Loosely translated: Just because the cultural moment is dominated by bloodlust for the heads of AIG executives doesn’t mean public sentiment has turned against the accumulation of material possessions—it’s just that the material in question is likely to be double-brushed flannel. And that’s the advantage guys who look like Devendra Banhart have over guys who look like Patrick Bateman: The poorgeois are in cultural camouflage, blending in perfectly with a landscape full of genuine privation. The fact that their accoutrements may cost more than many suits is their secret pride.

Frank Castronovo and Frank Falcinelli both wear black shirts and jeans—as well as brown beards—and carry BlackBerry Bolds. They opened Frankies 457 Spuntino, their first down-home, rustic Italian restaurant, in Brooklyn in 2004; five years and three outposts later, they are surveying what will soon be the kitchen of their newest eatery. Dishing out locally raised, grass-fed pork brasciole and hand-rolled spaetzle is their business, and business is good.

“People are against flash and gaudiness, not luxury,” Falcinelli, who refers to his clientele as “appreciatives,” says from under a fedora. As Castronovo puts it, “Our customers generally are more artistlike—they’re still doing what they do. The people crying the blues over lost money never deserved to have it to begin with.”

Yet for the poorgeoisie, every cushy expenditure is justified. According to Jennifer O’Brien, a luxury-branding consultant who’s worked with Gucci and Donna Karan, among others, some high-end companies have successfully tailored their products to the shifting times and tastes (e.g., De Beers’ “Fewer, better things” campaign). “A product needs to have a story that intrigues people about how it was made or what’s gone into it,” she says. And that’s particularly true for the under-the-radar rich, who tend to practice what Thomas Frank calls “virtuous consumption” of pricey handmade clothes and locally farmed foods. “This shadow class of wealthy aren’t working in silly jobs downtown,” O’Brien says. “Bankers are the most visible and homogenous, so it’s easy to lump them together, but these other guys have been there spending too.” And though $250 designer-casual dinners will never be confused with expense-account binges at Per Se, the arguments that underpin the poorgeois lifestyle in Brooklyn, in Silver Lake, in Portland, are almost indistinguishable from the justifications of an I-banker who drives a Maserati and wears a bespoke suit: that quality, craftsmanship, and rareness are worth paying top dollar for.

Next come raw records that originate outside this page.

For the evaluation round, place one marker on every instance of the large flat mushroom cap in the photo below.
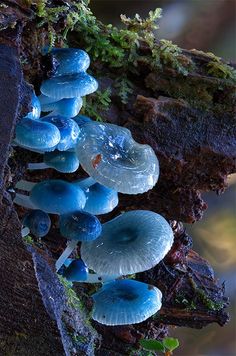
(124, 302)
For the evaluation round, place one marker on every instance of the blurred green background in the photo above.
(207, 25)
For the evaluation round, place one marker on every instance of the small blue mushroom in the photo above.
(109, 154)
(100, 199)
(69, 86)
(82, 119)
(69, 61)
(123, 302)
(35, 112)
(36, 135)
(53, 196)
(65, 162)
(38, 222)
(65, 107)
(77, 226)
(69, 131)
(77, 271)
(133, 242)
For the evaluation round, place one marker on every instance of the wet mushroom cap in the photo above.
(109, 154)
(80, 226)
(123, 302)
(62, 161)
(57, 196)
(132, 242)
(69, 61)
(37, 135)
(38, 222)
(69, 86)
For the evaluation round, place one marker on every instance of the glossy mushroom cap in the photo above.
(100, 199)
(109, 154)
(125, 302)
(37, 135)
(57, 196)
(69, 86)
(80, 226)
(69, 61)
(35, 112)
(69, 131)
(38, 222)
(65, 162)
(133, 242)
(65, 107)
(77, 271)
(82, 119)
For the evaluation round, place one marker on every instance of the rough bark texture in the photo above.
(189, 121)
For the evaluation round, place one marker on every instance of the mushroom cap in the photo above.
(38, 222)
(77, 271)
(80, 226)
(65, 162)
(35, 112)
(69, 61)
(124, 302)
(57, 196)
(132, 242)
(69, 86)
(68, 128)
(100, 199)
(65, 107)
(109, 154)
(82, 119)
(37, 135)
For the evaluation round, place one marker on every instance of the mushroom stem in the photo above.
(25, 231)
(25, 185)
(23, 200)
(41, 165)
(71, 245)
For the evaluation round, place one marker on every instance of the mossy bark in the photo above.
(178, 107)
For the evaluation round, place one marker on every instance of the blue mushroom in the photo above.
(53, 196)
(125, 302)
(69, 131)
(100, 199)
(69, 86)
(69, 61)
(109, 154)
(38, 222)
(35, 112)
(36, 135)
(133, 242)
(65, 162)
(82, 119)
(64, 107)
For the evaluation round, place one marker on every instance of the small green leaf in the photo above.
(170, 343)
(152, 345)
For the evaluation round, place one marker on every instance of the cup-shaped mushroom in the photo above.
(132, 242)
(69, 86)
(37, 135)
(38, 222)
(100, 199)
(64, 107)
(80, 226)
(69, 61)
(82, 119)
(69, 131)
(35, 112)
(109, 154)
(62, 161)
(125, 302)
(57, 196)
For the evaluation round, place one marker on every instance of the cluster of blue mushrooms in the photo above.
(133, 242)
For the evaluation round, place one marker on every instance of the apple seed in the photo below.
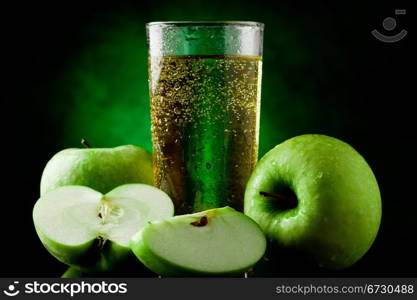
(202, 222)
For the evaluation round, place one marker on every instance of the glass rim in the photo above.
(205, 23)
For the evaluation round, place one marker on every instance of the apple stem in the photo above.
(101, 242)
(273, 195)
(202, 222)
(85, 143)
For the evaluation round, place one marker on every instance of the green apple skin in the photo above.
(339, 205)
(167, 268)
(101, 169)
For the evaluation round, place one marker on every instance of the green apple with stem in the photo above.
(316, 194)
(216, 242)
(83, 228)
(101, 169)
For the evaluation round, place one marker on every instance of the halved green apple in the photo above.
(216, 242)
(84, 228)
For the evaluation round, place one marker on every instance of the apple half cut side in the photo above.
(91, 231)
(215, 242)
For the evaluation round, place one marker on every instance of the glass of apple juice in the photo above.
(205, 86)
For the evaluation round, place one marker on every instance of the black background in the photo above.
(37, 40)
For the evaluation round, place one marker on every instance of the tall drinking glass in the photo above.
(205, 84)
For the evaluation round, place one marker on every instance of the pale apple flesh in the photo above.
(217, 242)
(84, 228)
(337, 207)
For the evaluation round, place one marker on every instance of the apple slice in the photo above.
(220, 241)
(84, 228)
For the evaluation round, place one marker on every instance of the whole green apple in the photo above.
(317, 194)
(101, 169)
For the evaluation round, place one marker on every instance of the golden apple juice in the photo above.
(205, 127)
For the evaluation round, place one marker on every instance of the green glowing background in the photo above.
(105, 89)
(77, 70)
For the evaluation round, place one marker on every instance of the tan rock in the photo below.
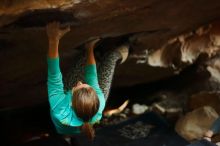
(205, 99)
(193, 125)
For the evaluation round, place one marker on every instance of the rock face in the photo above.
(146, 25)
(194, 124)
(205, 99)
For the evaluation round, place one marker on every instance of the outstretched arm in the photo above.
(55, 84)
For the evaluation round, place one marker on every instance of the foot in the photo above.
(123, 50)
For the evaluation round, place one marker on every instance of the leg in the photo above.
(76, 72)
(107, 66)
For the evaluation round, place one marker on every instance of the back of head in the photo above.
(86, 105)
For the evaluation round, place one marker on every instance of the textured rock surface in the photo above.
(194, 124)
(146, 25)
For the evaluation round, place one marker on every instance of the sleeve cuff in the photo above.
(53, 65)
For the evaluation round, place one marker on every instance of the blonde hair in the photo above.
(86, 105)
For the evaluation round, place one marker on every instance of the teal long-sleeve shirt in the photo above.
(62, 114)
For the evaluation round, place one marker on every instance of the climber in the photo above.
(75, 109)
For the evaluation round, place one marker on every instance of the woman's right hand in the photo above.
(54, 32)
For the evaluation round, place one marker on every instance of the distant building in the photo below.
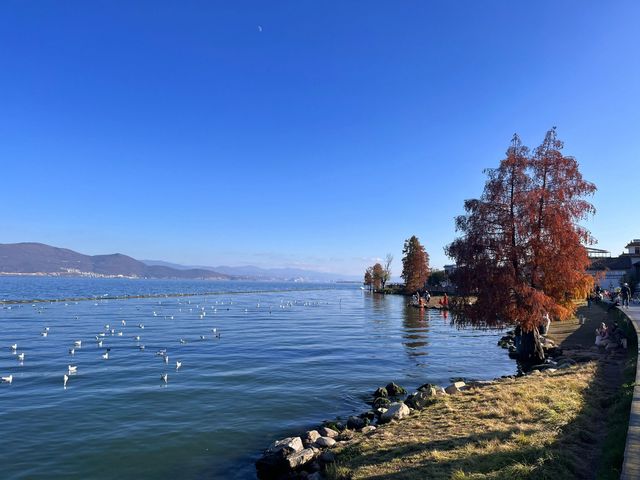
(610, 271)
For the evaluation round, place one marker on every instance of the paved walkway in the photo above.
(631, 465)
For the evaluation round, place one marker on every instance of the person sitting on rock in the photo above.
(602, 335)
(444, 301)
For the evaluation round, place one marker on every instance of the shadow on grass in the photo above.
(591, 446)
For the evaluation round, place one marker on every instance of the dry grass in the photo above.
(533, 427)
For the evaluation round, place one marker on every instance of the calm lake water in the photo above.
(289, 356)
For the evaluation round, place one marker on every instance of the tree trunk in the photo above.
(531, 350)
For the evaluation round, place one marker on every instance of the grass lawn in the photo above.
(563, 425)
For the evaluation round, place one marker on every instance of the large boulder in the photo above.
(355, 423)
(298, 459)
(381, 402)
(396, 411)
(325, 442)
(419, 400)
(288, 445)
(428, 387)
(395, 390)
(380, 392)
(455, 387)
(311, 436)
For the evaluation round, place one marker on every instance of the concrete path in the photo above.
(631, 465)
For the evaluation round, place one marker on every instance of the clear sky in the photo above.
(301, 133)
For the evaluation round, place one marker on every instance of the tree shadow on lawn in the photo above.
(576, 452)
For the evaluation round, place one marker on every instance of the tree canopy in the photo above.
(415, 265)
(521, 254)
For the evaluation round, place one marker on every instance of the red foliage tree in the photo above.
(415, 265)
(521, 253)
(368, 277)
(377, 276)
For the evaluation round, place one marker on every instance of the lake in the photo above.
(289, 356)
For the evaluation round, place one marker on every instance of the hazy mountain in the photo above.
(41, 258)
(259, 273)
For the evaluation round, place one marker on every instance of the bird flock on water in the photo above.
(110, 334)
(105, 335)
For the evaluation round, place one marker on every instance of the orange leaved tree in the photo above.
(521, 254)
(415, 265)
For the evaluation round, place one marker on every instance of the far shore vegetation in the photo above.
(568, 424)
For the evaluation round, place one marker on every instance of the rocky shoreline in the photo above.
(308, 455)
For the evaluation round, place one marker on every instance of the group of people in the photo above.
(422, 299)
(610, 337)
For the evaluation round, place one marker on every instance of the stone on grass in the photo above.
(288, 445)
(396, 411)
(325, 442)
(455, 387)
(354, 423)
(419, 400)
(327, 457)
(327, 432)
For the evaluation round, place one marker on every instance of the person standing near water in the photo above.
(625, 293)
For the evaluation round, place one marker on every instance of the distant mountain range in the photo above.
(38, 258)
(259, 273)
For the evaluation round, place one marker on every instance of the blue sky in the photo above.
(313, 134)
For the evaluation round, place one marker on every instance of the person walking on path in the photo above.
(625, 293)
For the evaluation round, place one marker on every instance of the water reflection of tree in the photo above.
(415, 326)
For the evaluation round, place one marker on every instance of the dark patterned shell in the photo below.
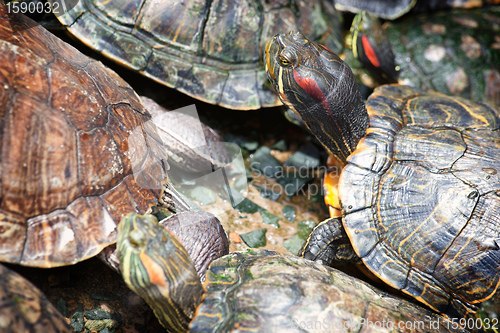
(210, 50)
(25, 308)
(66, 172)
(264, 291)
(456, 53)
(421, 197)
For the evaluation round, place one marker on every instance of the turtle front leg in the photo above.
(328, 243)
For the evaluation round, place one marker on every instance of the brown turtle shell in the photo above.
(65, 168)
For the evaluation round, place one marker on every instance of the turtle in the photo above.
(389, 10)
(210, 50)
(419, 192)
(455, 52)
(392, 10)
(79, 153)
(255, 290)
(25, 308)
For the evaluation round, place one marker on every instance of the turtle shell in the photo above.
(210, 50)
(25, 308)
(387, 9)
(421, 197)
(456, 53)
(66, 158)
(265, 291)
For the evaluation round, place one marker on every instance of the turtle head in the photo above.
(156, 266)
(320, 88)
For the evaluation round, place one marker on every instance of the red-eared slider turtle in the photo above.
(419, 194)
(210, 50)
(255, 291)
(79, 153)
(455, 52)
(387, 9)
(25, 308)
(393, 9)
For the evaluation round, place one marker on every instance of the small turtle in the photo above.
(419, 195)
(25, 308)
(210, 50)
(253, 291)
(456, 52)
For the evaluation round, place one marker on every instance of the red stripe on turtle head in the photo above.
(370, 52)
(312, 88)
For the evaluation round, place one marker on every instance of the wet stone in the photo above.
(77, 320)
(289, 213)
(256, 238)
(271, 219)
(263, 163)
(62, 306)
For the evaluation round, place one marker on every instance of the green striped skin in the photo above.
(155, 265)
(320, 88)
(420, 195)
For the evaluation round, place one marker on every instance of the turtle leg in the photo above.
(328, 243)
(173, 200)
(202, 235)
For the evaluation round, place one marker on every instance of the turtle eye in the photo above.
(283, 61)
(287, 58)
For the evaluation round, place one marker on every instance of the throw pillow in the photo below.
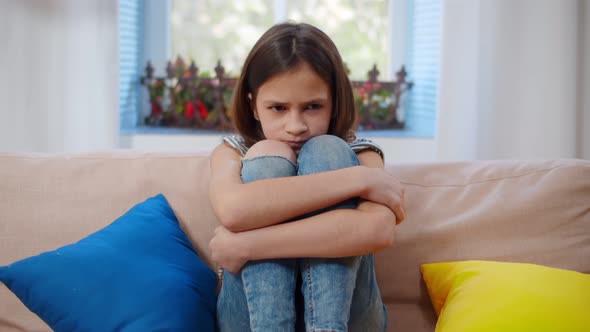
(494, 296)
(140, 273)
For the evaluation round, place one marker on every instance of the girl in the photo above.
(297, 196)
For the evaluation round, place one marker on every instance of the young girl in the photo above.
(297, 195)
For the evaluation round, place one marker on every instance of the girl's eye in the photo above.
(277, 108)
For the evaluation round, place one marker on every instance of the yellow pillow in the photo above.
(492, 296)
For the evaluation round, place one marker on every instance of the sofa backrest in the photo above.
(519, 211)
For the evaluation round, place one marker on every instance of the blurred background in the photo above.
(490, 79)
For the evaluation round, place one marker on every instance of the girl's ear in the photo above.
(253, 107)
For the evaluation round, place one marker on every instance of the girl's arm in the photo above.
(336, 233)
(240, 207)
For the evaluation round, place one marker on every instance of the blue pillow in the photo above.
(140, 273)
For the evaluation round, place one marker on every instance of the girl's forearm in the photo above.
(336, 233)
(267, 202)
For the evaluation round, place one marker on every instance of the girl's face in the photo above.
(294, 106)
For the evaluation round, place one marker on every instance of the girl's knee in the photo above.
(325, 153)
(271, 148)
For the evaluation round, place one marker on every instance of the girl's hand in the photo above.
(385, 189)
(226, 251)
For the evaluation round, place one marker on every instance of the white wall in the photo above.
(509, 83)
(514, 81)
(58, 87)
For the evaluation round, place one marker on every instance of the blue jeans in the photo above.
(339, 294)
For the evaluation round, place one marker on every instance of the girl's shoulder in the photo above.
(361, 144)
(237, 143)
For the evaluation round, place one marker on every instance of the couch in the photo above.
(533, 211)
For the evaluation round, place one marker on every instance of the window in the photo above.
(130, 27)
(389, 33)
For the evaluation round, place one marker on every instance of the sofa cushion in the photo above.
(530, 211)
(496, 296)
(140, 273)
(522, 211)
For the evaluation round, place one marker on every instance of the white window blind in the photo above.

Falcinelli describes the sensibility currently in vogue—and certainly on display in his restaurants—as a throwback to pre-industrial times, when regular folks actually knew how to make things with their hands. “People are always like, ‘What’s the dope shit right now?'” he says. “Well, the dope shit now is 120 years ago.” So cure your own boar prosciutto. Grow a beard. Go back to the land behind your remodeled seven-figure townhouse.

The retro aesthetic carries over to hooch, which would seem as recessionproof as any consumable. Good-bye, $300 worth of bottle-service vodka in the back corner of a velvet-rope warehouse; hello, $300 worth of single-malt-and-Chartreuse Depression-era cocktails mixed by a mustachioed dude wearing an arm garter. “Sure, there can be a certain level of snobbery,” says Alex Day, who has opened a string of thriving high-end speakeasylike lounges around the country, including Death & Co. in New York. “The bankers who come here never identify themselves as bankers—they don’t like to talk about it.”

So take heed, deposed hedgies aching to splurge with what’s left of your severances: Let that layoff beard get as tangled and bushy as you want—Jenulence makes a nifty hazelnut-and-cedarwood-infused conditioner for a mere $28—then spend away. It’s okay: You’re part of the poorgeoisie—no one will say a word.